I thought I should share a picture of the flowers I bought yesterday morning for Maha Shri (aka Lakshmi) and Saraswati. They were both utterly insistent that I buy them both flowers. Neither of them explained precisely what the occasion was. They simply led me to believe that it was because I hadn’t bought either of them presents for a long time (and to be fair, that’s probably partly the reason they asked…)

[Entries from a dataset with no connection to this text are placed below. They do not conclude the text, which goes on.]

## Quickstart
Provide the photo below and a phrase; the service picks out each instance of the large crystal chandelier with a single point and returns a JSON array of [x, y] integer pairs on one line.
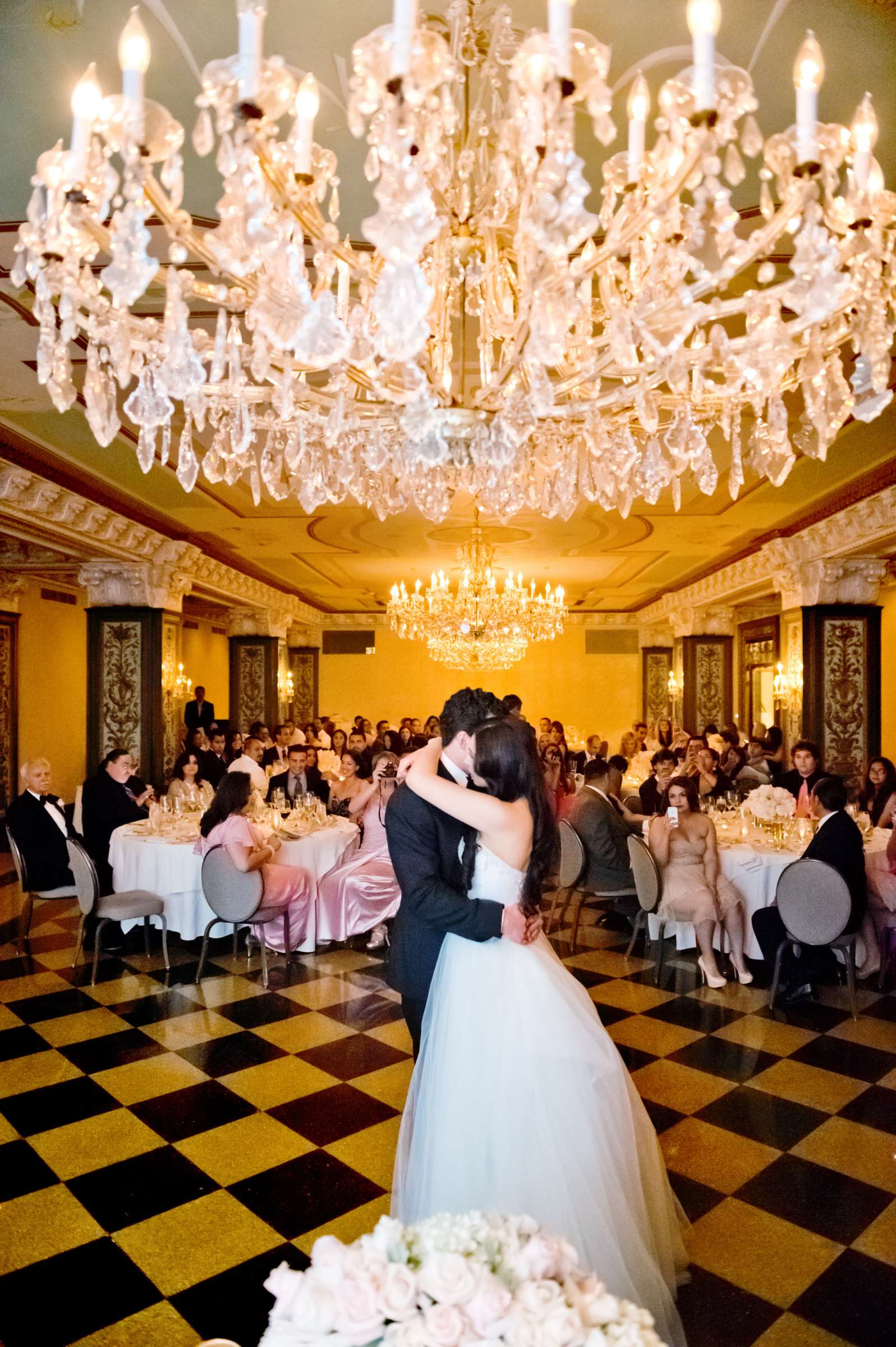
[[480, 627], [492, 336]]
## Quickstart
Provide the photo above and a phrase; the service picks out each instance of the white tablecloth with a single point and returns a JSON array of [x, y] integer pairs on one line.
[[172, 870]]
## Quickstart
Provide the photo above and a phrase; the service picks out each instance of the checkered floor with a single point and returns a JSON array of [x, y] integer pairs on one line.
[[163, 1148]]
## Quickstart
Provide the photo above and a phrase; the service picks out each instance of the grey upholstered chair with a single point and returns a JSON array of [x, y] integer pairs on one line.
[[571, 873], [29, 895], [814, 904], [111, 907], [235, 896]]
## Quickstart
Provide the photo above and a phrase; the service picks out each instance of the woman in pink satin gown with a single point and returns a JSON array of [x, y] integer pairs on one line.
[[287, 888], [361, 892]]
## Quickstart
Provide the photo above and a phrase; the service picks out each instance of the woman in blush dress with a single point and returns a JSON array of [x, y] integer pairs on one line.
[[694, 890], [287, 888], [361, 892]]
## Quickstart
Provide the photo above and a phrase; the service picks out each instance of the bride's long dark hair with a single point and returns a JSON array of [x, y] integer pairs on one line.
[[507, 760]]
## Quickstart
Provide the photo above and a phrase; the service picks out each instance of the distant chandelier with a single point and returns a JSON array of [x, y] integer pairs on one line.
[[495, 337], [479, 627]]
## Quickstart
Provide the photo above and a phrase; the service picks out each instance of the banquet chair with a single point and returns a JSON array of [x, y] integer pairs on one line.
[[111, 907], [649, 886], [235, 896], [814, 904], [571, 873], [29, 895]]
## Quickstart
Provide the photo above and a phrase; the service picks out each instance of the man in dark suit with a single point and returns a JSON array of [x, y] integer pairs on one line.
[[213, 762], [598, 818], [199, 714], [840, 844], [807, 771], [38, 823], [300, 778], [424, 847]]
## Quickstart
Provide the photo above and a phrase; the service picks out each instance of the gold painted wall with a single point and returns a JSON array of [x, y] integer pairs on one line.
[[596, 693], [53, 686], [888, 665], [206, 661]]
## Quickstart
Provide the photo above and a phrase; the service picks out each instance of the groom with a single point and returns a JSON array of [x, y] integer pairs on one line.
[[424, 849]]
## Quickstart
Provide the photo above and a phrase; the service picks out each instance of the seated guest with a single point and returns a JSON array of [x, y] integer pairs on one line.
[[38, 823], [300, 778], [199, 714], [215, 763], [108, 800], [651, 791], [604, 833], [188, 783], [840, 844], [360, 894], [347, 786], [275, 756], [879, 794], [250, 763], [287, 888], [694, 890], [806, 772]]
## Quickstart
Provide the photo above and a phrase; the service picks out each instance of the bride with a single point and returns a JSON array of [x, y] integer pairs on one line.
[[521, 1102]]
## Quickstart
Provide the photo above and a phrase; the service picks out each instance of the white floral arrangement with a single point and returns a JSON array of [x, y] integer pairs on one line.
[[451, 1281], [771, 803]]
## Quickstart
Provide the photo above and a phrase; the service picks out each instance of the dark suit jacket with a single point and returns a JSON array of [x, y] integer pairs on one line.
[[424, 845], [840, 842], [41, 842], [105, 806], [199, 714], [793, 782], [316, 783], [605, 836]]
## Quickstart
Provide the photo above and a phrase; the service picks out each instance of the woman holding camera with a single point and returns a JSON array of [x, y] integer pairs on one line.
[[361, 892]]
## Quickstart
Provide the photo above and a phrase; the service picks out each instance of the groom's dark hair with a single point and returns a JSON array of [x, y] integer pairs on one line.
[[465, 711]]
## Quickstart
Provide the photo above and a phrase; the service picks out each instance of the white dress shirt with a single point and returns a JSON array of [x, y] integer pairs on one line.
[[255, 772]]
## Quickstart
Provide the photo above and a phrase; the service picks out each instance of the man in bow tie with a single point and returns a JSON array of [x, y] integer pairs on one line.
[[38, 822]]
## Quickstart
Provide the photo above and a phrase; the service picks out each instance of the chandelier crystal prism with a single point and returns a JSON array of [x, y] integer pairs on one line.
[[479, 627], [491, 335]]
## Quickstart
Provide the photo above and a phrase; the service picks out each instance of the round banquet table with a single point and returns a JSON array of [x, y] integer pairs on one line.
[[753, 870], [173, 870]]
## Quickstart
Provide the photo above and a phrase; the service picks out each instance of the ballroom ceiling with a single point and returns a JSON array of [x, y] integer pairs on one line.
[[343, 558]]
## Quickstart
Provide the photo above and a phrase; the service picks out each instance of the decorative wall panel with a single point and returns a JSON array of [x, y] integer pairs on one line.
[[707, 681], [841, 647], [8, 709], [656, 665]]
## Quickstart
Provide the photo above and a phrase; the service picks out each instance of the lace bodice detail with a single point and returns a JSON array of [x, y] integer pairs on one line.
[[495, 880]]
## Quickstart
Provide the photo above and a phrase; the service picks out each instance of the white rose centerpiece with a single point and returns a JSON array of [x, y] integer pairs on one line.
[[449, 1281]]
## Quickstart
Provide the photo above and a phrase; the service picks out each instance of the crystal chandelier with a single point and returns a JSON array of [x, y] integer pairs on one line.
[[492, 336], [479, 627]]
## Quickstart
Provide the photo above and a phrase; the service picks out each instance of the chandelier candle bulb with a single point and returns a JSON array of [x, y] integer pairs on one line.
[[85, 106], [403, 26], [809, 73]]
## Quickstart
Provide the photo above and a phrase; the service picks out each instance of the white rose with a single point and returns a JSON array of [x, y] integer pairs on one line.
[[357, 1318], [444, 1326], [398, 1292], [448, 1279]]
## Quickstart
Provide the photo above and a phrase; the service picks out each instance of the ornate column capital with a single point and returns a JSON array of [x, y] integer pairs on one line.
[[704, 621], [135, 585], [259, 621]]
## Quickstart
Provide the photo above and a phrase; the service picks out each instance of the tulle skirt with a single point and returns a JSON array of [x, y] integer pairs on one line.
[[521, 1103]]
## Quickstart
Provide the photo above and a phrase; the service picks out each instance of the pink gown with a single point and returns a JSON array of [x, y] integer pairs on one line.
[[361, 891], [287, 888]]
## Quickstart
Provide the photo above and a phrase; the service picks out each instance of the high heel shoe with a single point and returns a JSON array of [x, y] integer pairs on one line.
[[709, 977]]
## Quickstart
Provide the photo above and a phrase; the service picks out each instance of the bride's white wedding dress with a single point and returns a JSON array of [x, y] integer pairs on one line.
[[522, 1105]]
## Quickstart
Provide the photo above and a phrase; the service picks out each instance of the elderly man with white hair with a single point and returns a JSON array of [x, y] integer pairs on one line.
[[38, 823]]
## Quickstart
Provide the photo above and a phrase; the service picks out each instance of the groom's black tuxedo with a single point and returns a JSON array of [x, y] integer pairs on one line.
[[424, 849]]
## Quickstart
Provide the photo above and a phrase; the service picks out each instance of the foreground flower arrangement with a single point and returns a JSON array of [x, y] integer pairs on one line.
[[451, 1281]]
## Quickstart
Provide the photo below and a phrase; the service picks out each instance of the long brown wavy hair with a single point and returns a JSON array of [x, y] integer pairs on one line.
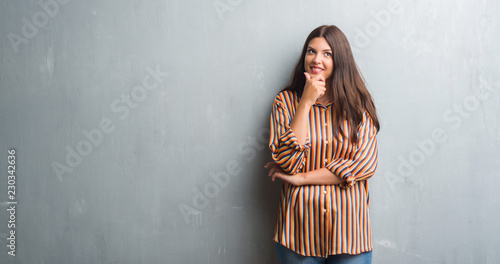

Despite my neglect, both of The Ladies were in excellent moods yesterday morning. Saraswati announced “It’s going to be a great day.” without qualifying further. For the first time in a long time, I felt her presence as pure joy. At 8 a.m, I got in the car and drove to Fresh Market. By this time, Saraswati had already flipped the Truth Switches in my head to bring on my epiphany regarding my own sexuality, yet the pair of them (Lakshmi and My Lady Saraswati herself) were flirting with me, and now that I knew what was truly expected of me, it felt so liberating to simply enjoy their attentions.
I spent some time arranging the flowers in the offering bowls to Their specifications, which left me with a perfect bunch of headless roses. One of them (I believe Lakshmi) quipped that the bouquet of thorny stems would be an excellent gift for “the TERFs.” I wasn’t sure why she brought it up, but I had to agree.
Afterwards, I began the process of coming out as asexual. I messaged a friend for support, and called my mother. It went over so much better than I was expected, the whole thing seemed rather anti-climactic.
And then I refreshed my feed.
The ruling had come down. Saraswati continued to be smug for the next few hours.